O MAIS ALTO GRAU DE MALDADE É QUE UM PAI SE DESCUIDE DO BEM DE SEUS FILHOS

3.

Pois consideremos agora a magnitude de vosso pecado e, subindo de grau em grau, mostremos como o descuidar dos filhos é um pecado que ultrapassa todos os pecados e toca a própria cúspide da maldade. Assim, pois, o primeiro grau da crueldade e da maldade é descuidar dos amigos... Mas não. Desçamos ainda mais abaixo com nosso raciocínio. Porque não sei como nem porque, a pouco me passou por alto que a antiga lei, que foi dada aos judeus, não consente que se descuide nem das bestas dos inimigos que caíram ou se extraviaram; no caso haveria que retorná-las para o caminho, e em outro caso ajudá-las a levantar (Ex 23, 4-5).
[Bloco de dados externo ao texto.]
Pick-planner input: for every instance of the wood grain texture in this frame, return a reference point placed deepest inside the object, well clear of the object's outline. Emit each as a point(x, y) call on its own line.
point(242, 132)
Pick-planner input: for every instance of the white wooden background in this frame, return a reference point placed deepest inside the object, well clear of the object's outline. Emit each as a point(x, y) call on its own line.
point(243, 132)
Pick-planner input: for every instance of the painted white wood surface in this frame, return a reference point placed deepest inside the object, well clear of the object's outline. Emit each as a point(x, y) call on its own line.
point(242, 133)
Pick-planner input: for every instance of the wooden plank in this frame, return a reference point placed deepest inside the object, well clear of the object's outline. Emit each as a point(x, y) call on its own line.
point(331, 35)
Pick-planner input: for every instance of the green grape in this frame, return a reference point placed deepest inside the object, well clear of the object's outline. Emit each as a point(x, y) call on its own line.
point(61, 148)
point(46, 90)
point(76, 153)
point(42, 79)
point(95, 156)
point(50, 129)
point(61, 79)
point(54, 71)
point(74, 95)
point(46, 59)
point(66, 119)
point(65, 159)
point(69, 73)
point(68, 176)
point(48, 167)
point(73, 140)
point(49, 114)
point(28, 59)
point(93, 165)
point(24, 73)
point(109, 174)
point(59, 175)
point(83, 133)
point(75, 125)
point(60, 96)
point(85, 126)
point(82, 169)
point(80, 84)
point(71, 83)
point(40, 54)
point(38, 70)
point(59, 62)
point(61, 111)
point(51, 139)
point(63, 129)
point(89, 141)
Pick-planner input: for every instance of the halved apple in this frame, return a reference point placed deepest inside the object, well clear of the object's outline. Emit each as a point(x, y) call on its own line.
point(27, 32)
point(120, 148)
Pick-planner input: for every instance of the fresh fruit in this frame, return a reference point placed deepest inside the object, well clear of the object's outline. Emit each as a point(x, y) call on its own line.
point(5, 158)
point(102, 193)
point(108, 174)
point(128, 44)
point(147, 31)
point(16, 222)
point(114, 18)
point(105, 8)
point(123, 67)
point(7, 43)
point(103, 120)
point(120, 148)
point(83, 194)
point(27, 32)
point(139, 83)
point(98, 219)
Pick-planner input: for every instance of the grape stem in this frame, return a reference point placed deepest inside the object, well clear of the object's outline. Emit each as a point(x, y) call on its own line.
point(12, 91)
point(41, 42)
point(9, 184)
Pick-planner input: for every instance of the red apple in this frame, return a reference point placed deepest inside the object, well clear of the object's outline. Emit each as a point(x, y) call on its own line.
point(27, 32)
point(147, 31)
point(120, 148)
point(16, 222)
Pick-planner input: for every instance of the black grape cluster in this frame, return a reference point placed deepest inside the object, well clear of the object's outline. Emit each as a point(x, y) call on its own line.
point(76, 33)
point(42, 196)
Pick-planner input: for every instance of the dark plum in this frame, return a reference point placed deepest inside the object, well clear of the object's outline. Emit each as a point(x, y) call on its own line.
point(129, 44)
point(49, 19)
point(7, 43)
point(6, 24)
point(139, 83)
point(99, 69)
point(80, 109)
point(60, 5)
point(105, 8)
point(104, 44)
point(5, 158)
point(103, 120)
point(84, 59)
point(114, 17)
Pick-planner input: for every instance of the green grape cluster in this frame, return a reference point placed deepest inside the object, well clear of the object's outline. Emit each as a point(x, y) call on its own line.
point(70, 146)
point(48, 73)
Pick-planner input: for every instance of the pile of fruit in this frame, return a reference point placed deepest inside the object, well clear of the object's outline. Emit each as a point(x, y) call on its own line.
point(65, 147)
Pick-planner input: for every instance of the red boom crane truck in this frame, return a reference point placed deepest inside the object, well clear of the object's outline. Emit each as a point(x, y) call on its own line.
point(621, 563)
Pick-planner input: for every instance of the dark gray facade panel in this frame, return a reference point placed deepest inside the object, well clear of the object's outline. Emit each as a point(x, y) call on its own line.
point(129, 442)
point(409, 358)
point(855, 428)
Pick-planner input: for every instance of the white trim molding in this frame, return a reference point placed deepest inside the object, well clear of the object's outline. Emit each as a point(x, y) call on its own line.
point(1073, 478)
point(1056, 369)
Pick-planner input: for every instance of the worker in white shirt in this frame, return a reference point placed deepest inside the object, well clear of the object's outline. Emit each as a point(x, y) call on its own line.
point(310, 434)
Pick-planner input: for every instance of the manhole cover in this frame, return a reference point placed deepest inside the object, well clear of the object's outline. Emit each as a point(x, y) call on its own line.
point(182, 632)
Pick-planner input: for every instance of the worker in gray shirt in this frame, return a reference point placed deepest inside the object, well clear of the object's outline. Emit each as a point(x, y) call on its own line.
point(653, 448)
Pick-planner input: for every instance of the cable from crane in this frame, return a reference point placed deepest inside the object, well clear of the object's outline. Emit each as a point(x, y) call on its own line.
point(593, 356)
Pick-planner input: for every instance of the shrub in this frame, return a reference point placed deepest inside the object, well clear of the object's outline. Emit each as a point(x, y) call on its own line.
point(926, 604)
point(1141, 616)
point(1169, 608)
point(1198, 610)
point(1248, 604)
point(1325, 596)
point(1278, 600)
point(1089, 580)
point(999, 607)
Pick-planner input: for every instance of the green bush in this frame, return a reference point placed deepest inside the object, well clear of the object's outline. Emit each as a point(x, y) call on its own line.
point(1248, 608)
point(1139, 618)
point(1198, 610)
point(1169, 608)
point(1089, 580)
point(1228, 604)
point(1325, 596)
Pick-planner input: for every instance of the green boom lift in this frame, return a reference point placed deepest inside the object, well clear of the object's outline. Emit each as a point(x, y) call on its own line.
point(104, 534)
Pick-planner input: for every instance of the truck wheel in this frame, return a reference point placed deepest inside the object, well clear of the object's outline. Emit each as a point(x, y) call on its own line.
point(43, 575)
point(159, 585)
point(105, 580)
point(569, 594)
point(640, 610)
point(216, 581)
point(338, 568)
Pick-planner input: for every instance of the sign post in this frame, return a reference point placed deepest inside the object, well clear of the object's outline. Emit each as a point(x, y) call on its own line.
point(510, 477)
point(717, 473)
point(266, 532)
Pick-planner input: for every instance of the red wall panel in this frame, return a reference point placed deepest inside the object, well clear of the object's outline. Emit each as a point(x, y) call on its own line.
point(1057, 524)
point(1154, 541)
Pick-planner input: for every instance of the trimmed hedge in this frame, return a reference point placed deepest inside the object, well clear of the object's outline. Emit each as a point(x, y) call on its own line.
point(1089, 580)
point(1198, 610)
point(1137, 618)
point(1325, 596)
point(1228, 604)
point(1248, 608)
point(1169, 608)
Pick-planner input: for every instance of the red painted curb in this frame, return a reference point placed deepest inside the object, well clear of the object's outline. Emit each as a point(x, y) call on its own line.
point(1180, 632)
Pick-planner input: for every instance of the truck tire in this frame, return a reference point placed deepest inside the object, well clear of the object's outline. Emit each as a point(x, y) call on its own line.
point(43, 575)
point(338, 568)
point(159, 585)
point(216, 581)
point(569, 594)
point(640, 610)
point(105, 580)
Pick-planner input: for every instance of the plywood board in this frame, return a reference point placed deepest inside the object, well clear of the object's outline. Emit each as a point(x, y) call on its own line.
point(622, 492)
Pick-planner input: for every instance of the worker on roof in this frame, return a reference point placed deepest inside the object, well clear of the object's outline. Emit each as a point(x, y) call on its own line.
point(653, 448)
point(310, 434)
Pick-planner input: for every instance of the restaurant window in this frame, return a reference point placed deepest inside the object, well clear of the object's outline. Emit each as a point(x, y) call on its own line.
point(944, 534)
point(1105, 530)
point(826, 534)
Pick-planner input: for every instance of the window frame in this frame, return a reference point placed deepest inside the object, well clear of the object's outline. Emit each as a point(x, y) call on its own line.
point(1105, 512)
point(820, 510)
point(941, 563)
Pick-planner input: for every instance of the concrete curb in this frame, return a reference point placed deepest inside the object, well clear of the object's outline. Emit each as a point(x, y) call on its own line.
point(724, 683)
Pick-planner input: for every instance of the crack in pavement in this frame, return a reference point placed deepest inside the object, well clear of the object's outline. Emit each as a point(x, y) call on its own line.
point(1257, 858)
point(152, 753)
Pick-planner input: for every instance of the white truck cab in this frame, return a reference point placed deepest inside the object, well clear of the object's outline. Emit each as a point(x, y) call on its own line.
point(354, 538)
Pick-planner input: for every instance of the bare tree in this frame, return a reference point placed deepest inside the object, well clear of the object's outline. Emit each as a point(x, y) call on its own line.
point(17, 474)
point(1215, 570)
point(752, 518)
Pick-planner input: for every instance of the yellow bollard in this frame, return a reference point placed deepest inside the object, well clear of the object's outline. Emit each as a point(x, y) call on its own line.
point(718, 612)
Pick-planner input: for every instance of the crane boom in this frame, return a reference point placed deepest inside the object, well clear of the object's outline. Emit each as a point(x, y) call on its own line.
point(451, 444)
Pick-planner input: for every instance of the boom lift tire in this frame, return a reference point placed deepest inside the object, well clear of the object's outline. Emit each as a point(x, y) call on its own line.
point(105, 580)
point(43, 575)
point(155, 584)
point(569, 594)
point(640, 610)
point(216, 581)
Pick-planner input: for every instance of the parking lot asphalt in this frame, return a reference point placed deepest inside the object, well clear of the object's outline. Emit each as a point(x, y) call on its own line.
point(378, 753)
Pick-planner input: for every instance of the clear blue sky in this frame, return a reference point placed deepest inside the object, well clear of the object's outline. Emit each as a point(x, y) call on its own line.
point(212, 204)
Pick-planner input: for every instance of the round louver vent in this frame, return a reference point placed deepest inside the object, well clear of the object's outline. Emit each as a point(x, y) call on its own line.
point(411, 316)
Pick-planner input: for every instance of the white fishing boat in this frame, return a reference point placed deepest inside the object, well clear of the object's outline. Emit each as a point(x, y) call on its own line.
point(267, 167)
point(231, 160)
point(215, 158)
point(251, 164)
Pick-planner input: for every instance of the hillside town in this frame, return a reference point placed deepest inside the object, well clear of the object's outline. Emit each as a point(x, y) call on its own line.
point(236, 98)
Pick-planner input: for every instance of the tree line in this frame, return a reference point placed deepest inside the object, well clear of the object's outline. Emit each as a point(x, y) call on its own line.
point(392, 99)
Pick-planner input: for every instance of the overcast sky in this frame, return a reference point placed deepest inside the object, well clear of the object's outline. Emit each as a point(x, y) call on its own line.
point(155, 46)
Assim, pois, subindo de baixo para cima, o primeiro escalão de maldade e de crueldade é descuidar ou passar ao largo das bestas e do gado de nossos inimigos, quando sofrem um acidente grave; o segundo, mais alto que este, é o descuidar dos próprios inimigos, pois quanto mais vale o homem do que o animal, tanto é maior pecado descuidar de um ou do outro; o terceiro, menosprezar aos irmãos na fé, mesmo que sejam desconhecidos; o quarto, descuidar dos criados; o quinto, quando não nos importa que percam o corpo, mas também a própria alma; o sexto, quando já não são os domésticos em geral, mas os próprios filhos, cuja perdição ou corrupção em nada nos importa; o sétimo, quando tampouco procuramos outros que cuidem deles; o oitavo, quando impedimos e proibimos que outros o façam por impulso próprio; o nono, quando não só os impedimos, mas lhes declaramos guerra. Pois bem, se tão grave castigo se segue ao primeiro, segundo e terceiro graus desta maldade, que fogo não virá do nono, que ultrapassa a todos os outros e é justamente o vosso? Ou, melhor dizendo, não o nono, mas o décimo e ainda o undécimo grau de maldade poderia muito bem se chamar este. Por que? Porque este pecado não só é por natureza muito mais grave que os antes enumerados, mas sua malícia aumenta pela razão do tempo. O que quer dizer esta razão do tempo? Pois, que, embora cometendo nós agora os mesmos pecados que aqueles que viveram sob a lei, não serão os mesmos os tormentos com que seremos castigados, mas serão tão mais graves quanto gozamos de dom mais excelente e nos foi dada a mais perfeita doutrina e fomos distinguidos com mais alta honra. De modo que, como este pecado se faz tão grave pela sua própria natureza e pelo tempo em que se comete, considera a quantidade de fogo que se acumulará sobre a cabeça de quem o praticar.